News Corp's proxy statement for the 2012 shareholders meeting recommends that shareholders vote against the proposals calling for an independent director as chairman of the board, that the board adopt a simple majority vote policy, and that the company eliminate its dual class capital structure. Last year just over 30 percent of all News Corp. shareholders  voted against last year's re-election of  directors Andrew Knight, Lachlan Murdoch, James Murdoch, Natalie Bancroft and Arthur Siskind, all of whom were seen as lacking independence from Rupert Murdoch's tight rein.  Absent from the ballot this year are Knight, who will retire, and Siskind, who will be director emeritus.

News Corporation has set up a global compliance and ethics team. An August 15 memo from Rupert Murdoch announcing the formation of the internal monitoring group said, in part, “As you are all aware, our company has been under intense scrutiny in the United Kingdom. I assured Parliament and the Leveson Inquiry that we would move quickly and aggressively to redress wrong-doing, cooperate with law enforcement officials and strengthen our compliance and ethics program companywide.”

Tanner is not satisfied that News Corp. has shown investors they are taking their concerns seriously, however. “A year has gone by and we haven’t seen much response to our requests,” she says. “They have stated publicly that they’re conducting an internal board investigation, but there has been no release of information to shareholders about the elements of the investigation or who’s heading up the different parts of the investigation, so it’s hard to have confidence.”

Nor, she says, has News Corp. addressed the investor demands for an independent chairman of the board. The company announced in June that it would spin off its publishing division from the entertainment division, but Murdoch will continue to serve as chairman of both companies, and as CEO of the entertainment division.

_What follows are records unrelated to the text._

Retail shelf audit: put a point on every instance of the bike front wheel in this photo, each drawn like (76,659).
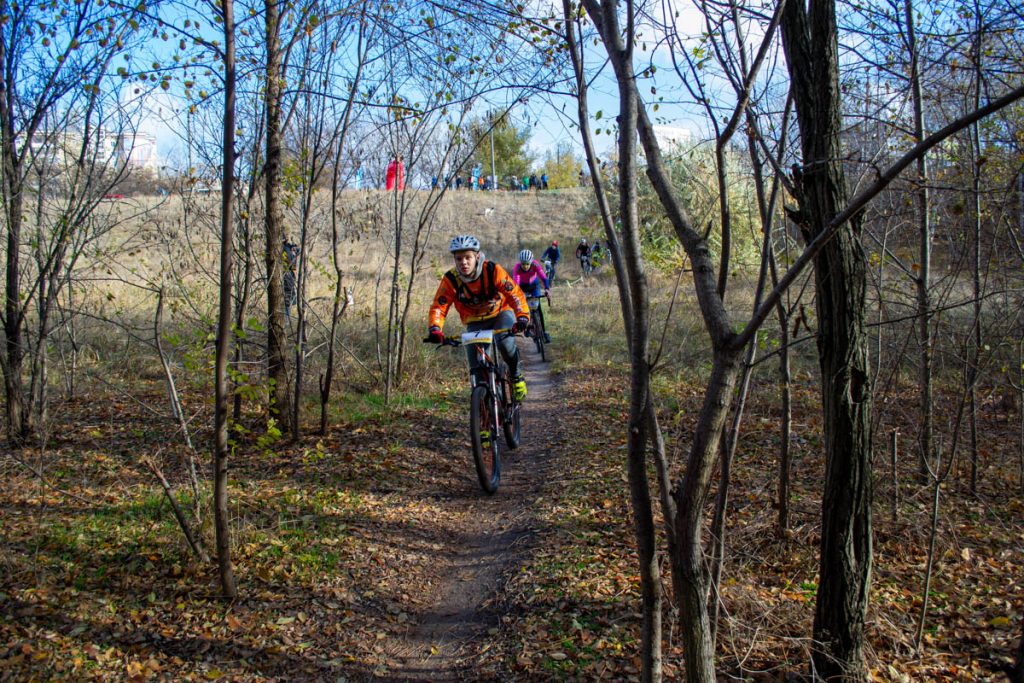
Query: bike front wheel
(483,434)
(511,423)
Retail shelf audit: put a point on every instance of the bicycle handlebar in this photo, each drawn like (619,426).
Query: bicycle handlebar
(456,340)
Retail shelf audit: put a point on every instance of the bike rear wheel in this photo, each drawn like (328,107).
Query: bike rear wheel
(483,434)
(539,337)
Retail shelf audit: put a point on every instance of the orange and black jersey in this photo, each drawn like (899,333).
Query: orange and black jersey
(481,299)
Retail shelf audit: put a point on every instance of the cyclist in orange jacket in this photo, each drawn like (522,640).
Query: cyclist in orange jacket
(486,298)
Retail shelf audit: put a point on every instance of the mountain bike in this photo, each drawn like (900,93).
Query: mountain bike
(537,328)
(493,407)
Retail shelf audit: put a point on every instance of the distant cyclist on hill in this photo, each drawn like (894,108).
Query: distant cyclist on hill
(486,298)
(552,254)
(528,274)
(583,253)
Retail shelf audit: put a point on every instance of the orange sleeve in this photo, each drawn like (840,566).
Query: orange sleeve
(512,293)
(443,299)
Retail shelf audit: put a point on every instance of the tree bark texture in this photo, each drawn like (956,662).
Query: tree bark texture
(17,419)
(276,335)
(637,436)
(811,47)
(224,338)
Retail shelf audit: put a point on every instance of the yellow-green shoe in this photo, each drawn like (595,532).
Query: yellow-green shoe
(519,388)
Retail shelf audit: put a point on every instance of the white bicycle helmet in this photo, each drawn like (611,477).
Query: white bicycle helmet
(464,242)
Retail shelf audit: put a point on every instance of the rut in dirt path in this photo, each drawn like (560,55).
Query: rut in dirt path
(442,645)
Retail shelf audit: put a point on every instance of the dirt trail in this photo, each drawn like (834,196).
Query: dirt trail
(443,643)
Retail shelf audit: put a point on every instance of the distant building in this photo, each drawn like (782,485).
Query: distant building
(134,151)
(671,138)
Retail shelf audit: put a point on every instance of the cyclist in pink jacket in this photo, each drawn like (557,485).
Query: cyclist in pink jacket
(528,274)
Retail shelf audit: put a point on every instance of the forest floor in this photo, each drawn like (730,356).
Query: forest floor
(372,554)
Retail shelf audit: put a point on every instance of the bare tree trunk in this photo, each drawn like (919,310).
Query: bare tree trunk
(224,340)
(923,280)
(195,542)
(810,40)
(18,422)
(276,334)
(643,520)
(979,338)
(243,297)
(176,411)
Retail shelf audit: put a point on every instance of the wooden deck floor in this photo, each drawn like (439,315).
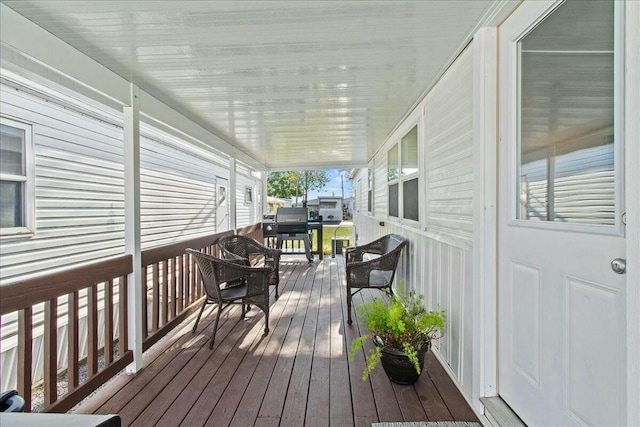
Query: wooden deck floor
(298,374)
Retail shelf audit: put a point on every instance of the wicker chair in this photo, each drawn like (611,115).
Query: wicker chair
(244,250)
(377,273)
(250,285)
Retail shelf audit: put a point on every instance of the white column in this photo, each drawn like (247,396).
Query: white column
(232,192)
(132,226)
(264,195)
(485,145)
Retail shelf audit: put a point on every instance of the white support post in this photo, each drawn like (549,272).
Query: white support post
(485,148)
(264,195)
(232,192)
(132,227)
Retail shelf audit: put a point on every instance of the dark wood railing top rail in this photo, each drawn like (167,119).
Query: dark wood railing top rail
(250,229)
(26,293)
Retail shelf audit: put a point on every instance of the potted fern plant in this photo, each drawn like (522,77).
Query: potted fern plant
(402,332)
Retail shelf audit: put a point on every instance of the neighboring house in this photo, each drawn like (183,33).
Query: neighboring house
(273,203)
(328,207)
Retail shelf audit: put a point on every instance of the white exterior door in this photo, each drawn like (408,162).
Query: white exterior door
(561,316)
(222,204)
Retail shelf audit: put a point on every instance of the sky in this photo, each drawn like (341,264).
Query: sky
(333,187)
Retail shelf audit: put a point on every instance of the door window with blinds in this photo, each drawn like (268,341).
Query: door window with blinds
(16,180)
(567,143)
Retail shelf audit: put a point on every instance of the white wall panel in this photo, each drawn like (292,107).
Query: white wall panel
(438,260)
(178,192)
(449,152)
(246,213)
(79,194)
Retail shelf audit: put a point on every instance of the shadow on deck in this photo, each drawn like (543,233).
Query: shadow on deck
(297,375)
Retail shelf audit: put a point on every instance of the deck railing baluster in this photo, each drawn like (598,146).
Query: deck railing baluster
(108,322)
(123,321)
(164,296)
(92,330)
(175,292)
(25,355)
(155,301)
(72,340)
(50,351)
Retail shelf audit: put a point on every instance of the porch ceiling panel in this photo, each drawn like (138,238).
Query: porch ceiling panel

News Corp. has not named a CEO of the publishing division, though the announcement said that Chase Carey, currently chief operating officer, will be president and COO. The company declined to comment further.

Tanner is measuring News Corp.’s response against that of Time Warner in 2007, when CBIS took similar action with a shareholder resolution calling for separate people to fill the roles of chairman and CEO. At the time Richard Parsons held both roles. Parsons relinquished the CEO spot to Jeffrey Bewkes in 2008 but the separation of positions was short-lived; Bewkes took on the additional role of chairman the next year. “But we worked with Time Warner on this,” says Tanner. She is satisfied that Time Warner’s website now states that when the board leadership changes the company will evaluate whether to keep the two positions separate or combined, as well as examine results of shareholder resolutions, white papers on the subject, and global trends in the industry. “Time Warner at least has spelled out how the board will consider changes,” says Tanner. “We’ve tried to encourage News Corp. to do the same, but their corporate governance guidelines pretty much say it’s all up to the decision of the board.”

This article has been updated to reflect News Corp.’s announcement of details of this year’s annual meeting.